首页

第0374章 裂缝,苏蔓死后的第七天(2 / 3)

车窗外雨势渐大,雨点密集地砸在车顶上,发出沉闷的噼啪声,像是有人在远处一下一下地敲一面破了洞的鼓。暖风还在吹,但夏晚星觉得浑身发冷,那种冷不是从外面来的,是从骨头缝里往外渗的,怎么捂都捂不热。

她想起最后一次见苏蔓的那天。苏蔓约她在医院附近的咖啡馆见面,点了一杯焦糖玛奇朵,加了双份糖,夏晚星笑她吃这么甜不怕长胖,苏蔓吐了吐舌头,说人生苦短嘛。她们聊了很多,聊苏禾最近的病情好转,聊夏晚星新买的裙子,聊大学时候一起翻墙出去吃夜宵被教导主任逮到的糗事。苏蔓笑得前仰后合,笑声清亮,引得旁边桌的人频频侧目。现在回想起来,那个笑声太响了,响得不正常,像一个人在拼命地填满某种空洞,用力到声音都发颤。

那不是笑,是求救。

夏晚星闭了闭眼,在黑暗里深深吸了一口气,睁开时眼底恢复了几分清明:“苏禾现在在哪?”

“正在查。马旭东已经调了全市所有医院的收治记录,暂时还没有匹配的结果。”陆峥迟疑了一下,又说,“有件事,我觉得应该让你知道——苏蔓在最后一个月里,曾在深夜两次潜入医院的档案室,调取了你的体检报告。但她传给陈默的数据里,并没有这些报告的内容。她改了几项关键的血液指标,把你塑造成一个心脏功能有隐患的普通人。换句话说,她在向陈默隐瞒你的真实身体状态,让你在敌方档案里看起来没那么危险。”

夏晚星愣了一下。她想起两个月前单位组织体检,苏蔓特意跑来提醒她别熬夜,说体检前熬夜转氨酶会高。当时她还笑苏蔓婆婆妈妈,现在才知道,那不是关心,是恐惧——苏蔓怕她的体检报告被陈默看到,被标记为“必须清除”的目标。那个在噩梦里都不肯开口解释的女人,用她能想到的唯一方式,替夏晚星争取了两个月的时间。

“她不是全黑的。”夏晚星低声说,声音被雨声盖掉了一半,但陆峥还是听清了。他没有接话,只是把手边那杯已经凉掉的咖啡拿起来,喝了一口。凉咖啡的苦味在舌根上停留得格外久,久到让人有时间把所有的情绪都收进那个苦涩的余味里。

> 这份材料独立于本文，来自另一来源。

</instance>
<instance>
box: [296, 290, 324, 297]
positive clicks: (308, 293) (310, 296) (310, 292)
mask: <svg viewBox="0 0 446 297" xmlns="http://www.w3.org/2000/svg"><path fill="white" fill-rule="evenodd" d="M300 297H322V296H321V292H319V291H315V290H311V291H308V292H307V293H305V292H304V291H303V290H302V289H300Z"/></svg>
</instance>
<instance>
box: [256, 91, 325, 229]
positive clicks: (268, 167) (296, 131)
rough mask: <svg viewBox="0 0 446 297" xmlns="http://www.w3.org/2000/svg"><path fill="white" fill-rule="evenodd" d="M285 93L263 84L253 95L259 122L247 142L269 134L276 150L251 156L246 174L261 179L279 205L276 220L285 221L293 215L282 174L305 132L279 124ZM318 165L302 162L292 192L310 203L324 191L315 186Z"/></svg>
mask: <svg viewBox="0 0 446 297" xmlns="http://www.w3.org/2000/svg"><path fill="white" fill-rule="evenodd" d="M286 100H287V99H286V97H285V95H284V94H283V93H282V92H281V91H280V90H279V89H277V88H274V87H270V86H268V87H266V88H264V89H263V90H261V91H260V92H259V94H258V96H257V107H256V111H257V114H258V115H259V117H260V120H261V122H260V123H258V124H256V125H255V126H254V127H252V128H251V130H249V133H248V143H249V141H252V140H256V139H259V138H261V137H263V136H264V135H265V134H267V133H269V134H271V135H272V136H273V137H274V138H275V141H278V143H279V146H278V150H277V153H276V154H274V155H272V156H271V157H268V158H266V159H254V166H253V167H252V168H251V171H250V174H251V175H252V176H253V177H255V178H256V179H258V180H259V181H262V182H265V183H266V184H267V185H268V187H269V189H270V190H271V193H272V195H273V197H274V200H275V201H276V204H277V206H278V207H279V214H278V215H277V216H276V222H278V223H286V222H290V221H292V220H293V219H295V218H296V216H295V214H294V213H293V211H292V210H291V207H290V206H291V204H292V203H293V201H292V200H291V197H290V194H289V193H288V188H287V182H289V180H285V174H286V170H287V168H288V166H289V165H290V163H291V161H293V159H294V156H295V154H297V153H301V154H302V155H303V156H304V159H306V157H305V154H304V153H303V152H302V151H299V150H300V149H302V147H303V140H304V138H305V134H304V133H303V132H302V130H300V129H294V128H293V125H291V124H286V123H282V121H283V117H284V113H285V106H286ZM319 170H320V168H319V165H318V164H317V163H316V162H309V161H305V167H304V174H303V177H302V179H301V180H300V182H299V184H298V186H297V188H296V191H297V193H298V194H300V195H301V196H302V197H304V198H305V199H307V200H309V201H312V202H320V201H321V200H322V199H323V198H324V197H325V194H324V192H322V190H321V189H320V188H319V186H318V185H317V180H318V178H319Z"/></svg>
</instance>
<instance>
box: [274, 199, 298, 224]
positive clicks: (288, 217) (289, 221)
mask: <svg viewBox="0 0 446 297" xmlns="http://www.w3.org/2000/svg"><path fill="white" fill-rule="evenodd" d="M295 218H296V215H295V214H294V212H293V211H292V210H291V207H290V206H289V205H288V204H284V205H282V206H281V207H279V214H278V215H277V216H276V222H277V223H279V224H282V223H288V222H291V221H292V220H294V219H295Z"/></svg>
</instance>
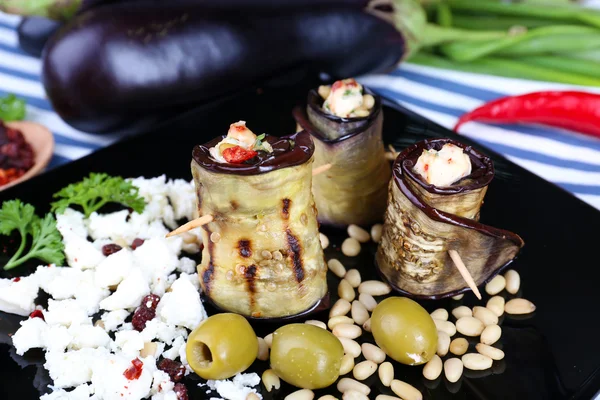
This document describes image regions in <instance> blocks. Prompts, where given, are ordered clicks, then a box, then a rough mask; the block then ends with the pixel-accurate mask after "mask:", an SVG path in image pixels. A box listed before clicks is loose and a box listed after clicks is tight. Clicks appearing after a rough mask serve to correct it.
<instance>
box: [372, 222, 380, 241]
mask: <svg viewBox="0 0 600 400" xmlns="http://www.w3.org/2000/svg"><path fill="white" fill-rule="evenodd" d="M382 234H383V225H382V224H375V225H373V226H372V227H371V239H373V241H374V242H375V243H379V241H380V240H381V235H382Z"/></svg>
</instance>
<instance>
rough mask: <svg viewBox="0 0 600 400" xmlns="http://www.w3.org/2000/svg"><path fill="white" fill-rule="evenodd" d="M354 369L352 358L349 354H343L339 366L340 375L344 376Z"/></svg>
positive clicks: (353, 361) (352, 360) (353, 359)
mask: <svg viewBox="0 0 600 400" xmlns="http://www.w3.org/2000/svg"><path fill="white" fill-rule="evenodd" d="M353 368H354V357H352V356H351V355H350V354H344V357H342V364H341V365H340V375H346V374H347V373H349V372H350V371H352V369H353Z"/></svg>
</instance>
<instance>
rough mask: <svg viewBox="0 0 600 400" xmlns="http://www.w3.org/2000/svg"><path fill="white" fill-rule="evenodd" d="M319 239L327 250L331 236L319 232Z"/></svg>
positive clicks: (328, 245)
mask: <svg viewBox="0 0 600 400" xmlns="http://www.w3.org/2000/svg"><path fill="white" fill-rule="evenodd" d="M319 241H320V242H321V248H322V249H323V250H325V249H326V248H328V247H329V238H328V237H327V236H325V235H324V234H322V233H320V232H319Z"/></svg>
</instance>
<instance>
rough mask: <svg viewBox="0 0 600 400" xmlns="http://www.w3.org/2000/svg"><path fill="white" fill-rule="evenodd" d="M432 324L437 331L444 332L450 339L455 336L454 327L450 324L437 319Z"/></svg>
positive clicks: (444, 321)
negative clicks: (445, 332)
mask: <svg viewBox="0 0 600 400" xmlns="http://www.w3.org/2000/svg"><path fill="white" fill-rule="evenodd" d="M433 322H434V323H435V326H436V327H437V330H438V331H442V332H446V333H447V334H448V336H450V337H452V336H454V335H456V326H454V324H453V323H452V322H450V321H442V320H439V319H434V320H433Z"/></svg>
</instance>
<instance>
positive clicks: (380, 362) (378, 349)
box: [360, 343, 385, 364]
mask: <svg viewBox="0 0 600 400" xmlns="http://www.w3.org/2000/svg"><path fill="white" fill-rule="evenodd" d="M360 347H361V349H362V353H363V356H364V357H365V359H367V360H369V361H373V362H374V363H375V364H381V363H382V362H384V361H385V352H384V351H383V350H381V349H380V348H379V347H377V346H375V345H374V344H371V343H363V344H362V345H361V346H360Z"/></svg>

沉默持续了大约一分钟,被手机的震动打破。马旭东发来一段监控录像,拍摄地点是城东老居民区的一个巷口,时间标注是苏蔓死前一周的周四下午三点十分。画面里,苏蔓从一扇铁门里走出来,身后跟着一个戴鸭舌帽的男人。男人的帽檐压得很低,看不清脸,但身形走路的姿态被陆峥认出来了——那个微微右倾的步态,右腿比左腿稍短半厘米导致的极轻微的不对称,是他看过了无数遍的监控记录,烧成灰他都认识。

阿KEN。

苏蔓在画面里忽然停下脚步,转身朝阿KEN说了句什么,然后从包里掏出一个牛皮纸信封,塞进巷口那个老旧的邮筒里。塞完之后她站在邮筒前面愣了两秒,抬头看了看天,雨刚停,她脸上分不清是雨水还是别的什么。阿KEN拉了她一把,示意她快走,她顺从地低下头,快步消失在巷子的另一头。

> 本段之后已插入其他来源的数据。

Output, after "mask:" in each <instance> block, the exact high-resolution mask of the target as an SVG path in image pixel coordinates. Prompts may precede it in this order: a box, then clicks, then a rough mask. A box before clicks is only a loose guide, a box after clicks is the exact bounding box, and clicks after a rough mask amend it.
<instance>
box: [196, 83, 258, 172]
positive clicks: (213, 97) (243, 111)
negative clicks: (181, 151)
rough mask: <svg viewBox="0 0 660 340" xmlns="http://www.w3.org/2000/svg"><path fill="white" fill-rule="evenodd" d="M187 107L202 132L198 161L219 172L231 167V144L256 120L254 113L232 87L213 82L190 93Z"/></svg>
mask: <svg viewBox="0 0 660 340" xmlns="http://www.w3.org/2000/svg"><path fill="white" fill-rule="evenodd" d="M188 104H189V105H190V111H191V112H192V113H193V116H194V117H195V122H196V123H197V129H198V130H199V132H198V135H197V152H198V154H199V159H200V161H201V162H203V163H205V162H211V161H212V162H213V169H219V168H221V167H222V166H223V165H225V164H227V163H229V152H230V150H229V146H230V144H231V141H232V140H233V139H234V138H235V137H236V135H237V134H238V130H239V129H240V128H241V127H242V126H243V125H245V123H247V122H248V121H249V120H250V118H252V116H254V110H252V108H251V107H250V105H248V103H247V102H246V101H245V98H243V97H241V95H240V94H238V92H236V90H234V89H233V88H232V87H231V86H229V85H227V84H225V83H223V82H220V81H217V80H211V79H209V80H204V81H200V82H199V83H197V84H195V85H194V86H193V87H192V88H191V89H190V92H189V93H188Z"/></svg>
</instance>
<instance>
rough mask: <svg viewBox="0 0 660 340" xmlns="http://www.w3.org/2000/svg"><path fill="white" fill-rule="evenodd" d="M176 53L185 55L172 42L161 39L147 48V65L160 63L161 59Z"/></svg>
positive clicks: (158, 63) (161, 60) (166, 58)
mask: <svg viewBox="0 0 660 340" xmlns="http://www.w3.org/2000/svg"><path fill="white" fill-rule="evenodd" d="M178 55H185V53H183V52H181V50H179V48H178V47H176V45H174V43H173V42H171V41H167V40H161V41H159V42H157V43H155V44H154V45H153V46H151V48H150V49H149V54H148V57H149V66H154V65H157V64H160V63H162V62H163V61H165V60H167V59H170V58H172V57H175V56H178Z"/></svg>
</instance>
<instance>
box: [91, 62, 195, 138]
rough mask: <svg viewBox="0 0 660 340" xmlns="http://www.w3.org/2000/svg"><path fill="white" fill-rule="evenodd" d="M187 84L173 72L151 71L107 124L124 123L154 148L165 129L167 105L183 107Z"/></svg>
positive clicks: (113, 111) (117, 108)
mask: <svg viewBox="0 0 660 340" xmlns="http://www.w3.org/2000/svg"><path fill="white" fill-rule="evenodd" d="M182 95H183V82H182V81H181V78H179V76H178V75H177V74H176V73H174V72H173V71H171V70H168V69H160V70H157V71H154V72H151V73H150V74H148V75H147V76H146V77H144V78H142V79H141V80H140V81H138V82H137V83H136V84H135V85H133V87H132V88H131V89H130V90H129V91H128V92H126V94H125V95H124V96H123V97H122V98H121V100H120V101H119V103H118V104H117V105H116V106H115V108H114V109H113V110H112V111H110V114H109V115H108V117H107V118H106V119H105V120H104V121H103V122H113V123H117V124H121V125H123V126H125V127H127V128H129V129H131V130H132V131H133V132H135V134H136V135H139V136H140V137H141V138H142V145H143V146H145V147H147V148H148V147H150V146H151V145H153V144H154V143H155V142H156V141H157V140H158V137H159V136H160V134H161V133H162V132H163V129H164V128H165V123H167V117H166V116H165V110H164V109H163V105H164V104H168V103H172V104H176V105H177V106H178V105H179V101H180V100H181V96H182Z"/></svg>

陆峥把画面定格在苏蔓抬头看天的那一刻。她脸上是一种极其复杂的表情,不是恐惧,也不是悲伤,倒像是某种解脱前最后的犹豫。像是站在悬崖边上的人,知道身后就是追兵,身前就是深渊,跳不跳都一样,但跳下去之前还是忍不住回了一下头。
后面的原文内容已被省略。